Geçtiğimiz hafta CNN International’da yayınlanan haberde Çin lideri Xi Jinping’in yaklaşık yedi yıl sonra Suudi Arabistan’ı ziyaret ettiği yazıyordu. Ziyaret sırasında “kapsamlı bir stratejik ortaklık” belgesi imzalandı. 

Çin’in bu ziyareti Suudi Arabistan’ın en büyük ticaret ortağı olduğu gerçeğini de hatırlattı. Elbette aynı zamanda Suudi rejimi Çin açısından bir yatırım kaynağı. Çin verilerine göre Çin ve Suudi Arabistan arasındaki ikili ticaret 2020’ye göre yüzde 30 artışla 87.3 milyar dolara çıkmış durumda. 

Çin’in bir başka özelliği de dünyanın en büyük petrol alıcısı olması.

İki rejim arasındaki sıkı fıkılık masum bir buluşma olarak ele alınamaz. Hükümetler bir yandan karbon emisyonlarını büyük ölçüde azaltacaklarını taahhüt ediyorlar ama öte yandan küresel emperyalist çelişkiler bu taahhütlerin hemen unutulmasına neden oluyor. Özellikle Rusya’nın Ukrayna işgali enerji krizini tetikledi. Batı Rusya’ya ambargo ve fiyat tavanı uyguladı. Avrupa bir anda kendisini enerji açısından güvensiz bir durumda buldu.

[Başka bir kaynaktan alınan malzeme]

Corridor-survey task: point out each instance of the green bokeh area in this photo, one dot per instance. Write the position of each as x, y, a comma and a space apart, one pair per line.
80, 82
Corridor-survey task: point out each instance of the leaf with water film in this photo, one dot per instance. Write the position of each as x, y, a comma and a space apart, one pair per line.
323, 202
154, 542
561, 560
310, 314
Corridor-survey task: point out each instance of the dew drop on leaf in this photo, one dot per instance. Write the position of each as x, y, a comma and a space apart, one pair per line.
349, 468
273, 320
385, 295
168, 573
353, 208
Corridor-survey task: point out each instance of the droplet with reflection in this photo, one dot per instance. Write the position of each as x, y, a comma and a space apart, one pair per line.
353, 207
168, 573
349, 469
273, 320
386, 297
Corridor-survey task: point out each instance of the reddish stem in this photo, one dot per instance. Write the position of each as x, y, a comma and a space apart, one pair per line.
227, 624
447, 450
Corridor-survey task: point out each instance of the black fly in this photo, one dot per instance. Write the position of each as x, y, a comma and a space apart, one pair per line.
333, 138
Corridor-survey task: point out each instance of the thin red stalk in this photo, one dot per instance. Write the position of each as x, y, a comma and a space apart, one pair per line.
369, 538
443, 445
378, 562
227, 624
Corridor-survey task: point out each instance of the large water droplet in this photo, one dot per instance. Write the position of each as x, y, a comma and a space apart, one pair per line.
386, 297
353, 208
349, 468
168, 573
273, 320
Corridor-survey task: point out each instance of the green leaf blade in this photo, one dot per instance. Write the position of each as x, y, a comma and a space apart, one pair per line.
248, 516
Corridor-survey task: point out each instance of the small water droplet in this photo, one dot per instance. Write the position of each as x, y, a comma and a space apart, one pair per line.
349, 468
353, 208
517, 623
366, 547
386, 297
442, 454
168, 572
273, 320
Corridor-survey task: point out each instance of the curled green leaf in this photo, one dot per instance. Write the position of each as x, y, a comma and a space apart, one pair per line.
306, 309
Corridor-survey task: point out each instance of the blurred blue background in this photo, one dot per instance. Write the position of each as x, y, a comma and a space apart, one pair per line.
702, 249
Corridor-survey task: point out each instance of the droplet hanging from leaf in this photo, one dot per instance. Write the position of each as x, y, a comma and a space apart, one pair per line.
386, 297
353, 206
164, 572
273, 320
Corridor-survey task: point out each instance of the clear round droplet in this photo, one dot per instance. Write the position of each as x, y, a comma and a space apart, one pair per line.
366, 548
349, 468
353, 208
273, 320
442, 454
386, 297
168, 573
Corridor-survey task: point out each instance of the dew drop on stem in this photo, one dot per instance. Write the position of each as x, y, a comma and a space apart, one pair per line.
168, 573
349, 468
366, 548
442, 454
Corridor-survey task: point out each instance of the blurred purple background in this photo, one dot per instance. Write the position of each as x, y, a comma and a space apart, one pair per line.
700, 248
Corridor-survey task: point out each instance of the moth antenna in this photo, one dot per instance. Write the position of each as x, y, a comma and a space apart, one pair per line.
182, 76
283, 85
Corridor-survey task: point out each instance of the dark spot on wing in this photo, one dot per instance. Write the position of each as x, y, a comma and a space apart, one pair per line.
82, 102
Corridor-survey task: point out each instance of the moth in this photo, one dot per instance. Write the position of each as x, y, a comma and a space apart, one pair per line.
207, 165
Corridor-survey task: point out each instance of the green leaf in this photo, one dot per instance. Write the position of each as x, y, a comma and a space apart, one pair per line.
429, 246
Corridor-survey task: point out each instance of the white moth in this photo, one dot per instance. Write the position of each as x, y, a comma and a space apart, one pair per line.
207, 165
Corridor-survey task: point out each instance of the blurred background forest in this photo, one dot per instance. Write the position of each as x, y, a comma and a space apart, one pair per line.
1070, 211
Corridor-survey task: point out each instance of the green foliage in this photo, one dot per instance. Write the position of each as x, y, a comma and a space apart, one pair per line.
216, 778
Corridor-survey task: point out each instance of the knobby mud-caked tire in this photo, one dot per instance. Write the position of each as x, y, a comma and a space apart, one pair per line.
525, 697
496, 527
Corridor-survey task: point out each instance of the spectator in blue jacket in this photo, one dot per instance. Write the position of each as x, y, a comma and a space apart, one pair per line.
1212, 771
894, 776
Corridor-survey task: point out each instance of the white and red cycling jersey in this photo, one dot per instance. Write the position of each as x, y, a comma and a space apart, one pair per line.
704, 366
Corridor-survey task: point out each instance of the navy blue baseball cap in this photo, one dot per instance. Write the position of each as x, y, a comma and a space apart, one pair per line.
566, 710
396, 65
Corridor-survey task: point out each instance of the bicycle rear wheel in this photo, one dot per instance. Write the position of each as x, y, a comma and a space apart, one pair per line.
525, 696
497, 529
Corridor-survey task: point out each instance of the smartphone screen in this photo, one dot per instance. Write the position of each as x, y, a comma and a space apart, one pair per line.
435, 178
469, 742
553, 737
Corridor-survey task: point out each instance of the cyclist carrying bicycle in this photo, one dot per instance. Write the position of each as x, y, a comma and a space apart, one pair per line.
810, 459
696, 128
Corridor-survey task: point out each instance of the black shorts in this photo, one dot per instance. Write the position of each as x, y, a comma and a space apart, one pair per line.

Çin’in dünyanın en büyük petrol alıcısı olması ülke toprakları dışındaki gaz ve petrole ne kadar bağımlı olduğunu da gösteriyor. Petrol tüketiminin yüzde 72’si, doğalgazın da yüzde 44’ü başka ülkeler tarafından karşılanıyor.

Bu, Çin’in yedi yıl aradan sonra Ukrayna krizinin derinleştirdiği küresel askeri çatışma koşulları içerisinde yapılan Çin ziyaretini anlamamıza yardımcı oluyor.

Geçtiğimiz hafta Alex Callinicos’un Marksist.org sitesinde yayınlana yazısı sürecin diğer kutbunu, ABD’nin hamlelerini ele alıyordu ve gelişmelerin gösterdiği gerçeğin, “Washington’un kendini Çin’e karşı savunma dürtüsünün, müttefiklerini kendi etrafında toplamak yerine onları kendinden soğutma riskini taşı”dığı olduğunun altını çiziyordu.

ABD Kaşıkçı cinayeti nedeniyle suçlanan Prens Salman’ı geçtiğimiz hafta cinayet soruşturmasından akladı. Muhammed bin Selman’ın devlet yöneticisi olduğu nedeniyle aklanması ABD’nin Suudi rejimiyle arasını sağlam tutmaya çalıştığının bir göstergesi.

Suudi Arabistan iki büyük emperyalist gücün gözbebeği gibi olurken Çin ve ABD Tayvan etrafında da büyük bir gerilim yaşıyor.

Bu, iki sorunun derinleşerek tüm dünya siyasetini sıkıştıracağını gösteriyor. Birincisi tüm bu petrol çılgınlığının iklim krizini daha da büyüteceği gerçeği. Hali hazırda yaşadığımız felaket boyutlanarak sürecek. İkincisi askeri gerilimle Çin ve ABD arasındaki rekabet, ABD’nin Çin’i daha büyük bir tehdit haline gelmeden baskı altına almak istemesi, tüm dünyada Ukrayna işgalinin yarattığı krizi katmerlendirecek.

İklim krizi ve savaşlara aynı anda karşı çıkmayı sürdürmeli ve daha büyük meydan okuyuşlarla karşılık vermeliyiz.